Лола заглянула в комнату Лиды, поманила пальцем Генри. Он осторожно вошел в комнату. Несколько минут молча постоял, глядя на личико Лиды, выглядывающее из-под чепчика. Так же осторожно вышел из комнаты, закрыв за собой дверь.
— Какая прелесть. Я привез результаты генетического анализа, подтверждающие, что я — отец Лиды. Нужно будет также разобраться с местными бюрократами, потребуется ли еще чего.
— Генри, ты, как отец, хочешь получить права опекуна? А я? Я окажусь лишней?
— Что ты, Лола. Мы можем быть оба опекунами. Ты будешь основной, а я постараюсь помогать тебе. Или ты против?
— Нет… я просто не думала об этом.
— Давай сейчас не будем торопиться. Мне тут придется еще кое-что решать со своими документами.
— Генри, то есть Иван, где ты будешь жить?
— Поищу здесь поблизости квартиру.
— Зачем тебе искать в спешке? Живи пока у меня в мошаве. Машина там есть, дом ты знаешь. Ключи тоже знаешь, где лежат. Только садом не занимайся.
Смеется.
— Спасибо, Лола. Завтра перееду туда.
— Хорошо. Приходи утром. Мы с Лидочкой отвезем тебя в мошав. А сейчас пойдем на кухню, я тебя покормлю.
20:30. 20 марта, понедельник.
Кафе на улице Шенкин.
Отмечается полгода Лиды.
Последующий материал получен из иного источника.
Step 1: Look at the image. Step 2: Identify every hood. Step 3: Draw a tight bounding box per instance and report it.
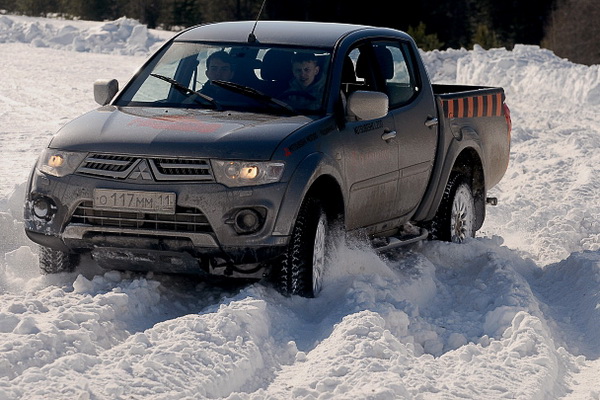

За сдвинутыми столами кроме Лолы, Генри, Илоны с Эйтаном и Ривы несколько родственников Эйтана, две приятельницы Лолы — Шуля и Маргет и директор фонда Лолы — шестидесятилетний Йося. В другом углу зала расположилась еще одна группа, и недалеко от входа — несколько молодых пар.
По предложению Эйтана подняли бокалы с шампанским за здоровье новорожденной. Рива долго говорила о Лоле, которая с любовью воспитывает малышку, не забывая об учебе. К словам Ривы присоединился Йося, рассказав о сложном положении на рынке, из которого совсем недавно с честью вышла Лола, прилично заработав в ситуации, когда инвесторы мечтали хотя бы о незначительности потерь. Муж двоюродной сестры Эйтана, семидесятипятилетний Ицек поднялся и произнес цветастый кавказский тост за отца именинницы, уважаемого супруга Лолы, так вовремя вернувшегося из-за границы и заботливо помогающего ей воспитывать дочку. Он не в курсе отношений Лолы и Генри, простодушно считает Лолу матерью, а Генри отцом Лиды. Лола растеряно улыбается, не зная, как выйти из неловкого положения. А Эйтан подошел к Ицеку, шепнул ему что-то на ухо. Ицек только пожал плечами и громким шепотом, так что слышал весь стол, заявил:
— Да какое это имеет значение в наше время: родилась ли дочка до свадьбы или после. Главное, чтобы родители жили в мире и согласии.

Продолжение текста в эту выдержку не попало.